The Media Manager treats video streams quite different from audio streams. For a point-to-point call, similar to audio, the video stream is sent directly between the 2 participating endpoints. However, in multi-point calls, Media Manager uses Voice Activated Switching method to disseminate the video streams. That means at any given point, only the video stream of the most active speaking user is sent to all participants. For efficiency, the Media Manager notifies the other client endpoints not to send their video streams to the server. When the user is on mute or the user selects Pause My Video from the UI, no video will be transmitted to the server.
Therefore, network bandwidth required for point-to-point video is
(3) Bv = (video policy max bitrate * 20%) + video policy max bitrate
and multipoint video is
(4) MBv = Bv * (Number of participants), where Bv is defined in (3)
Bandwidth Management
Due to the estimated concurrent call rate that might not stand up with reality or known limitation of bandwidth availability, audio and video data rate should be moderated to protect the network for other business critical applications and to provide enough bandwidth for acceptable voice and visual quality.

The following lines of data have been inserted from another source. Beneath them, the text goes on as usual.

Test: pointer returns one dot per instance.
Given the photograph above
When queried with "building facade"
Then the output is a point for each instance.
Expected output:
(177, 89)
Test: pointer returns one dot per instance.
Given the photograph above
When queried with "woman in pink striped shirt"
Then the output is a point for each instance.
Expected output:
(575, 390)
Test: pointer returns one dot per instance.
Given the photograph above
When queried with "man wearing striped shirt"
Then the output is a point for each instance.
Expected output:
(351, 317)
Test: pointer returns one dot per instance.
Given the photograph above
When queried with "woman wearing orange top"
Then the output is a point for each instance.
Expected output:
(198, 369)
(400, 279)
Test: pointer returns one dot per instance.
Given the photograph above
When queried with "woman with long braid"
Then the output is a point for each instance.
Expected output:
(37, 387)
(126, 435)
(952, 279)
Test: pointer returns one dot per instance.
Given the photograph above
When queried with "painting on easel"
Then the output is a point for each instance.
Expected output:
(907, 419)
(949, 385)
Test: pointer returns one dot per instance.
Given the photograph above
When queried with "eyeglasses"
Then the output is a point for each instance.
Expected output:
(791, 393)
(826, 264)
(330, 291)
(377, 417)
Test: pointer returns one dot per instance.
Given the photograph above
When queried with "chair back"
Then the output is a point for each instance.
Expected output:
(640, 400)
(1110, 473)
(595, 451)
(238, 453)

Sametime uses SIP to negotiate media session. Embedded in the SIP message is a SDP (Session Description Protocol RFC 4566) section containing the desired session bandwidth attribute, which the Bandwidth Manager uses to monitor transmission rates on the managed network.
As illustrated in Figure 3 below, Bandwidth Manager, when deployed, will be part of the signalling path, and it will perform CAC (Call Access Control) based on the available bandwidth.
Figure 3: Bandwidth Management as part of SIP signalling
Depending on user policy, locations of the call, and available bandwidth, the Bandwidth Manager may let the call through, reject the call, or modify the media or the bandwidth attribute in the SDP. The action ensures that the total transmission rate for audio and video will not exceed the available bandwidth allocated for audio and video usage in the system configuration.
Calls are recorded with detail such as call locations and bandwidth required. Organizations may use this information to measure the usage of audio and video and their utilization of the network capacity for future planning. How much impact the deployment of audio and video exerts on the network can be calculated with the data captured by the Bandwidth Manager.
Summary
There are differences in audio and video codecs bandwidth usage due to how the Media Manage processes the data in Sametime 8.5.2. Calculating the required network bandwidth for an organization should be based on the formulas given in (2) and (4). It should be part of capacity planning to afford the most optimal network conditions for audio and video. Organizations should consider deploying Bandwidth Manager to protect the network and to ensure quality audio and video calls. Using data captured by the Bandwidth Manager enables organization to plan for future capacity.